Né au Québec de parents italiens, la Fête nationale est pour moi la célébration, à la fois de notre diversité, de notre langue, de notre culture et  de notre statut unique en Amérique du Nord. Le 24 juin nous donne l'opportunité de nous affirmer en tant que peuple distinct, dans un pays qui nous reconnaît depuis peu comme nation. Outre la ferveur entourant cette fête, nous devrions, selon moi, affirmer nos différences avec le reste du Canada 365 jours par année. Nous devrions être en mesure, entre autres, de défendre et viser a instaurer la langue française dans nos milieux de travail, nos commerces ainsi que dans nos familles. Le fait français, c'est l'affaire des Québécois de souche mais aussi des immigrés qui célèbrent la Fête nationale de leur terre d'accueil à nos côtés.











Léo Bureau-Blouin

Président de la Fédération étudiante collégiale du Québec (FECQ)



UN «PARTY» ESSENTIEL

Il existe au Québec plusieurs congés fériés, mais c'est, et de loin, le 24 juin qui remporte la palme du plus gros «party». Exit Noël, Pâques et l'Action de grâce, la Saint-Jean-Baptiste est l'ultime célébration des Québécois. Mais que signifie pour nous ce gros «party» et quels enseignements pouvons-nous en tirer?

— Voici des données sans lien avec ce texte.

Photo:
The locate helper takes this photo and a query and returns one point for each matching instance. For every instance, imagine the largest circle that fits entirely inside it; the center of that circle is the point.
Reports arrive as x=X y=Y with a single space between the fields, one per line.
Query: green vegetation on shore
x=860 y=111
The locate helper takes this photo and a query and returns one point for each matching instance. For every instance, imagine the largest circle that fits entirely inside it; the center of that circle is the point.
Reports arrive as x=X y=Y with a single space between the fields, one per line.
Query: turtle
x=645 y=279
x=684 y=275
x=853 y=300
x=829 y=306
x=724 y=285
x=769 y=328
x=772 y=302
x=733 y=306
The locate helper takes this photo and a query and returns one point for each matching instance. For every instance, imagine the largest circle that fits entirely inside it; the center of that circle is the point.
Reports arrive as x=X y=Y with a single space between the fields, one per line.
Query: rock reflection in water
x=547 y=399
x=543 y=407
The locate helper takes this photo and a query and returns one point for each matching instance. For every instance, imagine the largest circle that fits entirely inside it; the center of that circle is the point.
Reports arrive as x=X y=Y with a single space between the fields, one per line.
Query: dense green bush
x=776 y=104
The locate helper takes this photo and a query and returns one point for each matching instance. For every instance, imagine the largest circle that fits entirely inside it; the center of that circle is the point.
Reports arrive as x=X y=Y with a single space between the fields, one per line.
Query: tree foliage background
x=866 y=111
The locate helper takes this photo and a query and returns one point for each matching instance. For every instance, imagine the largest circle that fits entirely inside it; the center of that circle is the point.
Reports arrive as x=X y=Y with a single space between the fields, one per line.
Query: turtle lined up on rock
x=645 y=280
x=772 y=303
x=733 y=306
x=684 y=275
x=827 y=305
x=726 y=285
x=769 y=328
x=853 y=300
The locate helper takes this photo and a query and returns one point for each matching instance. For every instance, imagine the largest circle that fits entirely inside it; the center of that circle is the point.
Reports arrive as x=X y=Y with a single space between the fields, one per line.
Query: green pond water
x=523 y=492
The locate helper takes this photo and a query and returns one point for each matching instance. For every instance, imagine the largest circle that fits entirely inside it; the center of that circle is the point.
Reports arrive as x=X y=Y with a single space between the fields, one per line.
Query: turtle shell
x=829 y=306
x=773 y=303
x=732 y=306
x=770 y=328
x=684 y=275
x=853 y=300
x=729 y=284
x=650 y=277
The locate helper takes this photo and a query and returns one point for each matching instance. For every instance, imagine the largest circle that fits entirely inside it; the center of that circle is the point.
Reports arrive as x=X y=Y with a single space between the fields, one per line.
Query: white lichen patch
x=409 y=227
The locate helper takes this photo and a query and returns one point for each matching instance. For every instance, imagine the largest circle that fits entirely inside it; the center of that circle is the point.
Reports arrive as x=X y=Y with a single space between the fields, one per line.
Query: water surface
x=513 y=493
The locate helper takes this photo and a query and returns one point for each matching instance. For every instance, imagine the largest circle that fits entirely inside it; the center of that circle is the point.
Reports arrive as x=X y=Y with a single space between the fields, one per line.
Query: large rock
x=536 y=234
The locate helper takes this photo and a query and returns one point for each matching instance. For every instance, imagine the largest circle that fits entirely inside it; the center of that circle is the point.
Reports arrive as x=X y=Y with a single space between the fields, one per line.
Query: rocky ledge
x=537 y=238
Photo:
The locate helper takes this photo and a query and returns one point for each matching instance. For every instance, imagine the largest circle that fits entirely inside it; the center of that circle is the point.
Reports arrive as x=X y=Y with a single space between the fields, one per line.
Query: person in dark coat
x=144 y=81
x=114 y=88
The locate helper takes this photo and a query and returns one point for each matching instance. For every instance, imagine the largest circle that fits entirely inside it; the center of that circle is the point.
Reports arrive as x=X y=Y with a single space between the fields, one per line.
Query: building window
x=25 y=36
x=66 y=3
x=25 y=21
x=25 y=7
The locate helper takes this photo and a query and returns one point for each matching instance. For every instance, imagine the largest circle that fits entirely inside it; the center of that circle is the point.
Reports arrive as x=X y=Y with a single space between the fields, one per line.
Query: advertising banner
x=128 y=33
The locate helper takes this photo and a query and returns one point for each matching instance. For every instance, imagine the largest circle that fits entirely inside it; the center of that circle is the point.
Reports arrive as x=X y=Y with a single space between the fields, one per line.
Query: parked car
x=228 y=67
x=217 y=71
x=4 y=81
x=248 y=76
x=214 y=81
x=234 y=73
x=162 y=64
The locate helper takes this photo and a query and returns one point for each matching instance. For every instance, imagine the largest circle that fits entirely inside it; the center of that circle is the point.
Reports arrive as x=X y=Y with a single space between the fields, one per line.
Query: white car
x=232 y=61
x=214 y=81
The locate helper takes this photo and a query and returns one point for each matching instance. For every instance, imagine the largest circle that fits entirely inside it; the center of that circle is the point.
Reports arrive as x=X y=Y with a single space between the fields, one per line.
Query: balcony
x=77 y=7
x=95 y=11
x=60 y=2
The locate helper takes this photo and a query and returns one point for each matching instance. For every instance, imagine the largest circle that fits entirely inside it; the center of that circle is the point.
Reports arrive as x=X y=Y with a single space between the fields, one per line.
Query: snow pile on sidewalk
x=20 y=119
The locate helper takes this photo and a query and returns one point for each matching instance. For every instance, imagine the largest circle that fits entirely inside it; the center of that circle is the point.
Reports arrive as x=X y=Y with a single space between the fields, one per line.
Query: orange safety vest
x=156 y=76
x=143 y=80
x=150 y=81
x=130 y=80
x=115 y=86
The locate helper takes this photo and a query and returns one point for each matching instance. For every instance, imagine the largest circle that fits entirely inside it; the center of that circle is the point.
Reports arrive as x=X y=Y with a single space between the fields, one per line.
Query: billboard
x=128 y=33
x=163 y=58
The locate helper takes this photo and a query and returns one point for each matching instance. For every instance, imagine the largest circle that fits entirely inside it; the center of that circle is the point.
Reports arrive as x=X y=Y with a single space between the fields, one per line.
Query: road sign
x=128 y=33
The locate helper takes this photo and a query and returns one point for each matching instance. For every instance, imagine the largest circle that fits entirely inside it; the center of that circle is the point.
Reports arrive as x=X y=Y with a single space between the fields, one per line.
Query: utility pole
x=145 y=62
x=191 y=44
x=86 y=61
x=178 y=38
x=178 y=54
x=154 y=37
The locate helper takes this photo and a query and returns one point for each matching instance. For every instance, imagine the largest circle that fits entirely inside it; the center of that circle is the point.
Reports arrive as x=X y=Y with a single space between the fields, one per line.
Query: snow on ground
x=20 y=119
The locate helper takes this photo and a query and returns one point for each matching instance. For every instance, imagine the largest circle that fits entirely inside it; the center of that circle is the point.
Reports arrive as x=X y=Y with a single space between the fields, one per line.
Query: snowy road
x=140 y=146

Fête autrefois religieuse destinée à souligner l'arrivée de l'été, le 24 juin est devenu une fête patriotique canadienne-française, pour finalement s'établir comme fête nationale de tous les Québécois et ce, sans égard à leur langue maternelle. En plus du côté festif, la Saint-Jean a souvent été un moment propice pour canaliser les aspirations du peuple québécois. L'aspect politique qu'a pris la fête lors de la Révolution tranquille et de la montée du mouvement souverainiste en est un bel exemple. L'histoire du Québec et la Saint-Jean-Baptiste sont donc intimement reliées. Comme la Saint-Jean, nous sommes passés de Canadiens français très croyants à un peuple moderne et ouvert sur le monde. En somme, le 24 juin est une fête en constante évolution qui permet de célébrer notre culture et de se rappeler, l'espace d'un instant qui nous sommes. Une fête assurément nécessaire, une sorte de catharsis collective qui permet de lâcher son fou (mais pas trop) et de passer à travers l'autre année qui s'amorce. Bonne Saint-Jean!

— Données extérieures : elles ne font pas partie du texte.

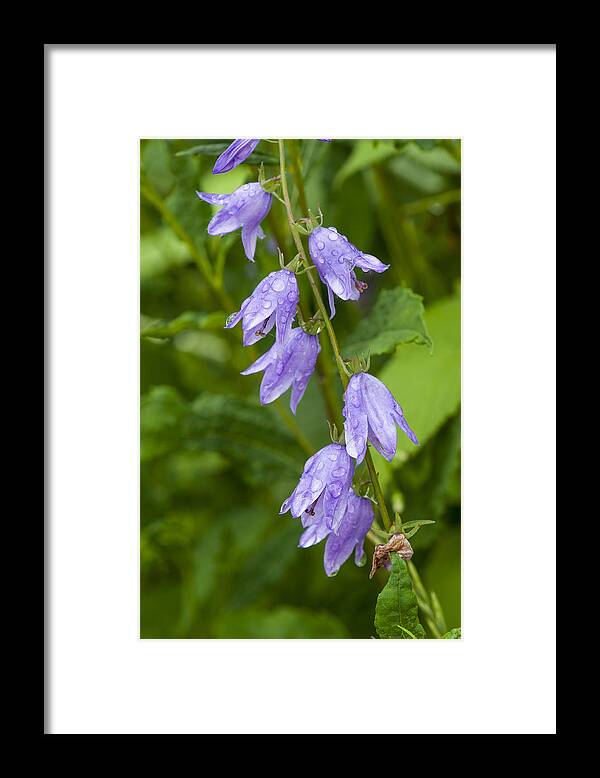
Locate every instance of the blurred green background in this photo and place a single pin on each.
(216, 558)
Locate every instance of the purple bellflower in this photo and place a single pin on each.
(351, 534)
(321, 497)
(290, 363)
(372, 413)
(335, 258)
(246, 207)
(234, 155)
(272, 303)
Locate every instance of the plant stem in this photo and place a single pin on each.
(319, 300)
(198, 256)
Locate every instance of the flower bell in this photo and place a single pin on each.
(246, 207)
(335, 258)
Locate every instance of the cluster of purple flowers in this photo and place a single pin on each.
(324, 499)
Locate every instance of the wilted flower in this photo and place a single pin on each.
(273, 302)
(335, 258)
(351, 534)
(287, 363)
(235, 154)
(321, 497)
(371, 412)
(245, 208)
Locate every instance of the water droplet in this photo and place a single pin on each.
(335, 489)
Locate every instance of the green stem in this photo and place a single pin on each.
(328, 325)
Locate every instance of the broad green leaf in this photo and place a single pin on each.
(364, 154)
(186, 321)
(397, 610)
(397, 317)
(248, 435)
(281, 622)
(427, 385)
(441, 573)
(453, 634)
(162, 417)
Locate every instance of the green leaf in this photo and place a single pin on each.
(364, 154)
(427, 385)
(453, 634)
(397, 610)
(186, 321)
(281, 622)
(397, 317)
(248, 435)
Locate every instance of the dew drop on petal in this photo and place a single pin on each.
(335, 489)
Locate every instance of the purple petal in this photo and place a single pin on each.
(355, 413)
(369, 262)
(214, 199)
(403, 424)
(380, 405)
(235, 154)
(356, 523)
(223, 222)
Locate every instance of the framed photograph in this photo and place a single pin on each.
(293, 415)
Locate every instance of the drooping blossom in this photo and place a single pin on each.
(335, 259)
(286, 364)
(371, 412)
(235, 154)
(350, 537)
(246, 207)
(321, 497)
(272, 303)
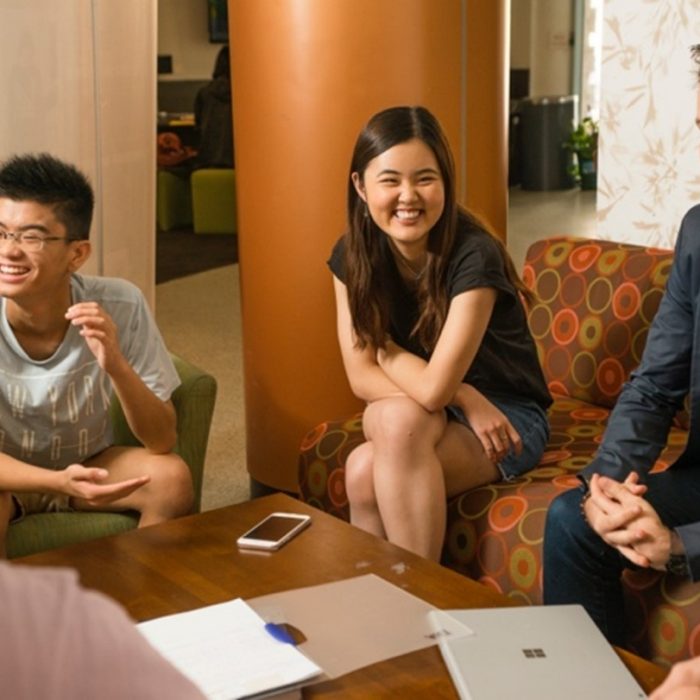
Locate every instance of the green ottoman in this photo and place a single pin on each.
(214, 200)
(174, 201)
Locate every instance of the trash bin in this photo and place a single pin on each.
(545, 124)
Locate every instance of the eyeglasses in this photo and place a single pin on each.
(28, 241)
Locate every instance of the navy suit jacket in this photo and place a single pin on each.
(670, 369)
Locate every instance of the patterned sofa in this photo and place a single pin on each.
(595, 302)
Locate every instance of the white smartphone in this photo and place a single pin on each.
(274, 531)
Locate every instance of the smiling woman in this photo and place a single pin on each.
(433, 335)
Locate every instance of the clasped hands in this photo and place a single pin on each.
(624, 519)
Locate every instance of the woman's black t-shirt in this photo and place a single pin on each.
(506, 363)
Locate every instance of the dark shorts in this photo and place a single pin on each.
(31, 503)
(529, 419)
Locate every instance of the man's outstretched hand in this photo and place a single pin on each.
(86, 484)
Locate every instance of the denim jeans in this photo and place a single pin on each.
(580, 568)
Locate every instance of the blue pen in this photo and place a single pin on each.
(279, 632)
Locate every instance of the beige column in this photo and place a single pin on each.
(307, 74)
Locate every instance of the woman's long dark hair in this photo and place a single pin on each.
(366, 259)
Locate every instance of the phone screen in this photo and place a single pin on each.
(273, 528)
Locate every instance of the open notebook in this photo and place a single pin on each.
(226, 651)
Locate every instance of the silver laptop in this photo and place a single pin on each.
(543, 653)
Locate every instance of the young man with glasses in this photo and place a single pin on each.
(623, 516)
(68, 342)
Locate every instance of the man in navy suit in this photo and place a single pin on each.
(623, 516)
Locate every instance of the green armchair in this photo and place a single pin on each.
(194, 403)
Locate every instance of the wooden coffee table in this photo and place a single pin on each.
(191, 562)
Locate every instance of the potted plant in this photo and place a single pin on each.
(583, 141)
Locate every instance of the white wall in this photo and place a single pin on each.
(551, 24)
(649, 163)
(520, 15)
(78, 80)
(183, 32)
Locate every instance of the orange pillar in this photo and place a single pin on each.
(307, 74)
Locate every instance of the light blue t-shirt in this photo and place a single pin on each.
(55, 412)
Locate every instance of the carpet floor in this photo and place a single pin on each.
(181, 252)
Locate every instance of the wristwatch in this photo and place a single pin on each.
(677, 565)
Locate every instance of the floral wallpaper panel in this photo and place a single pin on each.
(649, 152)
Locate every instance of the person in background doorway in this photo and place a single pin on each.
(213, 118)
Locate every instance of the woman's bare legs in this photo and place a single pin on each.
(359, 485)
(398, 481)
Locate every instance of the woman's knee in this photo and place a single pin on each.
(359, 476)
(402, 420)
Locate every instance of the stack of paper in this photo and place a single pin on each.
(226, 651)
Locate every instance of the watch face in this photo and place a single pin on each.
(677, 564)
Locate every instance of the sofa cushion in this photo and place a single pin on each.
(595, 302)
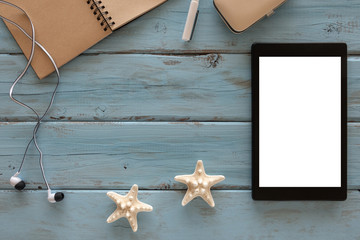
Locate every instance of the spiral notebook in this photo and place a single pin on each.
(66, 28)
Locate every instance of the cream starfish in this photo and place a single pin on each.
(128, 206)
(199, 184)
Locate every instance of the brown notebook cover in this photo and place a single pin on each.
(66, 28)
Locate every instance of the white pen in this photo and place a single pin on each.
(191, 20)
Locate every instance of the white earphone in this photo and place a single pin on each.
(191, 20)
(16, 181)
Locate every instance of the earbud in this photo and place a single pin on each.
(17, 182)
(55, 197)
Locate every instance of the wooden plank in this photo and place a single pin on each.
(296, 21)
(132, 87)
(116, 155)
(82, 215)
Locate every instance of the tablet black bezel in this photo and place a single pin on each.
(298, 193)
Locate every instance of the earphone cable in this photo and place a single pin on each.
(39, 119)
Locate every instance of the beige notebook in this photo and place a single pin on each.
(67, 28)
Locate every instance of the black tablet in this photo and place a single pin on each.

Photothèque Le Soleil, Carl Thériault

Le président de la Fédération étudiante collégiale du Québec, Léo Bureau-Blouin.

Pierre Simard

Professeur à l'École nationale d'administration publique à Québec



LA «FÊTE DE LA POLICE»?

Selon l'Encyclopédie canadienne, la célébration de la Saint-Jean est une tradition qui remonte à 1636. Longtemps considéré comme la fête des Canadiens français, la Saint-Jean est depuis 1977 la fête nationale des Québécois. Aujourd'hui, la Saint-Jean est un événement hautement politisé. Ce qui devrait être la fête de tous les Québécois est devenu l'événement propagandiste des souverainistes du Québec. D'ailleurs, pas question d'y faire chanter un groupe de musiciens anglophone. Ô sacrilège! Cette année à Québec, ce n'est pas l'étalage de la ferveur nationaliste qui retient l'attention. On ne parle guère, non plus, des artistes qui se produiront sur les divers sites. Ce qui retient l'attention, ce sont les nouvelles mesures de sécurité mises de l'avant pour contrer les débordements festifs. Depuis des mois, les autorités se bousculent dans les médias pour faire étalage de leur souci soudain de faire respecter l'ordre public. Au menu : déploiement policier, périmètre de sécurité, contrôle de l'alcool et transport en commun. S'il y a eu d'inévitables débordements dans le passé, on doit aujourd'hui s'interroger sur ces mesures mises de l'avant pour contrer les excès de quelques jeunes... Des écervelés qui, avouons-le, trouveront toujours les moyens de briser et de casser, policiers ou non.  Aurait-on mis la table pour un éventuel débordement? Espérons que tout cet autoritarisme ne dégénère pas en « fête de la police ».